Fishing for piranhas on the Amazon River
This is Daniel Cohkaxa.
Daniel belongs to the indigenous Nuaraque tribe who live just west of Manaus in Brazil.
Daniel took me fishing for piranhas in his dugout canoe on one of the many tributaries that fan out like veins in this part of the Amazon Basin.
It was part of my big trip around the equator for my book, Going Around In Circles.
My reluctance to dip my hands in the water amused Daniel greatly.
Daniel had grown up swimming and skylarking in these waters.
I’d grown up watching old black and white movies where people crossing jungle rivers were turned into skeletons by a thrashing frenzy of fish in a matter of seconds.
Clearly, if I dangled my hand over the edge of the canoe I’d lose my fingers just as quickly.

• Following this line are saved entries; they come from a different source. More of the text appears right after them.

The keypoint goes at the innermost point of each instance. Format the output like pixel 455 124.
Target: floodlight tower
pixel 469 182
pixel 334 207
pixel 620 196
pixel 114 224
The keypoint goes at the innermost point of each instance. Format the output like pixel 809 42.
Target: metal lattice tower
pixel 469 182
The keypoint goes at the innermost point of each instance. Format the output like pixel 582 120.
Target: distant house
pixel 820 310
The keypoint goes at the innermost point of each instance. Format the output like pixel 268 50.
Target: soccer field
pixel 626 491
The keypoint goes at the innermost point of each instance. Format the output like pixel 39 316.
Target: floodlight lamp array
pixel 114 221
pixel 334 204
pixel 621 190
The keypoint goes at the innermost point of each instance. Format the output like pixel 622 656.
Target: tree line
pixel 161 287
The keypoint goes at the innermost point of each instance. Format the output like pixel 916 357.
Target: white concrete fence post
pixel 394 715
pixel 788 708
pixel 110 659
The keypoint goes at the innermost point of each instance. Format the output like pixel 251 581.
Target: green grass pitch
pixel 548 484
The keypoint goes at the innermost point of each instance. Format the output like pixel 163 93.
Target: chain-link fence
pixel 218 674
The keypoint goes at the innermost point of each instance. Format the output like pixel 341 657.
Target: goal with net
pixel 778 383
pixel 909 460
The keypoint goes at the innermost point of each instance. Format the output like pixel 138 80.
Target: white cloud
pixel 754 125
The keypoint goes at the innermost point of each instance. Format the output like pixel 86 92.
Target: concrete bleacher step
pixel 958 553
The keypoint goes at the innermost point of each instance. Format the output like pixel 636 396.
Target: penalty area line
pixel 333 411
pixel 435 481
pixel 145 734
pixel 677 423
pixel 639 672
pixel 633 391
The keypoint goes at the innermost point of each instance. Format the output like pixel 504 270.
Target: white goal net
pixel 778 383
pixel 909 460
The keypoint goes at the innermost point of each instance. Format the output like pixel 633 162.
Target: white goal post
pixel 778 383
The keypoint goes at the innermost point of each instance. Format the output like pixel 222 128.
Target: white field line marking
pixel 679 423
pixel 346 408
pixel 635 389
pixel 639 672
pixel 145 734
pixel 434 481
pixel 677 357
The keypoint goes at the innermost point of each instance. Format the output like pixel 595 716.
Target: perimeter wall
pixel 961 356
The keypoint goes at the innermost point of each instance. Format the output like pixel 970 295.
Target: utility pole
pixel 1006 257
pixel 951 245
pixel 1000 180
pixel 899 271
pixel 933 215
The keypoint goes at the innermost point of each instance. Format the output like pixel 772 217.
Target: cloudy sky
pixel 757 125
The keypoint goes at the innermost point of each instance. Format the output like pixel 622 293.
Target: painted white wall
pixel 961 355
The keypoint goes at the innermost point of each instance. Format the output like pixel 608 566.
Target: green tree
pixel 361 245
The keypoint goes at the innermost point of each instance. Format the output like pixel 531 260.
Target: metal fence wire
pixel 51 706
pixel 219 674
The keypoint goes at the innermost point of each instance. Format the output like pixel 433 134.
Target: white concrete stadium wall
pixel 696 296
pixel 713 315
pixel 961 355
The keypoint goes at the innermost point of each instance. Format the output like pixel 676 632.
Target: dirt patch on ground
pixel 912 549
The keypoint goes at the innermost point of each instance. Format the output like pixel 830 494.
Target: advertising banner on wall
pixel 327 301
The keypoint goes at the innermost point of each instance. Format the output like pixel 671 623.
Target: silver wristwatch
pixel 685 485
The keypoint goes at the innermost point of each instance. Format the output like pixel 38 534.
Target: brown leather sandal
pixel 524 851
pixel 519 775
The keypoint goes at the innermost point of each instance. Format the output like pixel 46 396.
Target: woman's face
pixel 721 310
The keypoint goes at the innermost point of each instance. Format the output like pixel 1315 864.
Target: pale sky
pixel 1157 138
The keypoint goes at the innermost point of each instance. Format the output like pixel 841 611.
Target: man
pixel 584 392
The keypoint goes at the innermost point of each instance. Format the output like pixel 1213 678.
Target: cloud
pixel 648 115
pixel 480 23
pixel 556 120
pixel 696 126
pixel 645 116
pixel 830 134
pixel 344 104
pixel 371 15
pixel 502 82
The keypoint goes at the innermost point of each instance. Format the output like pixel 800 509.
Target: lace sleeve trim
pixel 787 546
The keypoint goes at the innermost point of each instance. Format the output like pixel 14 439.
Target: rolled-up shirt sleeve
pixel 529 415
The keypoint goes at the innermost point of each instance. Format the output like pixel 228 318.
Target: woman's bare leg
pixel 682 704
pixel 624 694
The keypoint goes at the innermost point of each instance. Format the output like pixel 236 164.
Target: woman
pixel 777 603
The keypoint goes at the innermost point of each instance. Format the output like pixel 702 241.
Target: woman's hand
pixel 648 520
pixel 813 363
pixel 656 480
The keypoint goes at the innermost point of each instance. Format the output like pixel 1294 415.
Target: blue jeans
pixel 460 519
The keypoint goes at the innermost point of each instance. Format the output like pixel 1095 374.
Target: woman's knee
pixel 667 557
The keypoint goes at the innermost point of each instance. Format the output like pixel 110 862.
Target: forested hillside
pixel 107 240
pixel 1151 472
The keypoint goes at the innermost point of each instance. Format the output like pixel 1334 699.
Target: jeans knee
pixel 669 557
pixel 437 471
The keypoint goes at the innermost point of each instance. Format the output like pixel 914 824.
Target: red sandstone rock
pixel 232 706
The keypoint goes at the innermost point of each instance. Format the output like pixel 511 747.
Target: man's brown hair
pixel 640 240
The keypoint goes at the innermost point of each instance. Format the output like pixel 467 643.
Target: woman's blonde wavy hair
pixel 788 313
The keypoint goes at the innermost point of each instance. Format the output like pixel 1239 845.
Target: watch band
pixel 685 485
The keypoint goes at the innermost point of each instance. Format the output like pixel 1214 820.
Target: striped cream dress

The sad reality is that piranhas are less voracious than I’d been led to believe.
The hooks on our fishing lines were loaded with chunks of bloody meat but we barely got a bite.
The paddle back to Daniel’s hut would prove more dangerous.
The canoe sprung a leak and was sitting lower and lower in the water.
Daniel pointed to a group of caiman sitting on the opposite bank.
“It’s not the piranhas you have to worry about,” he said with a laugh. “It’s those guys.”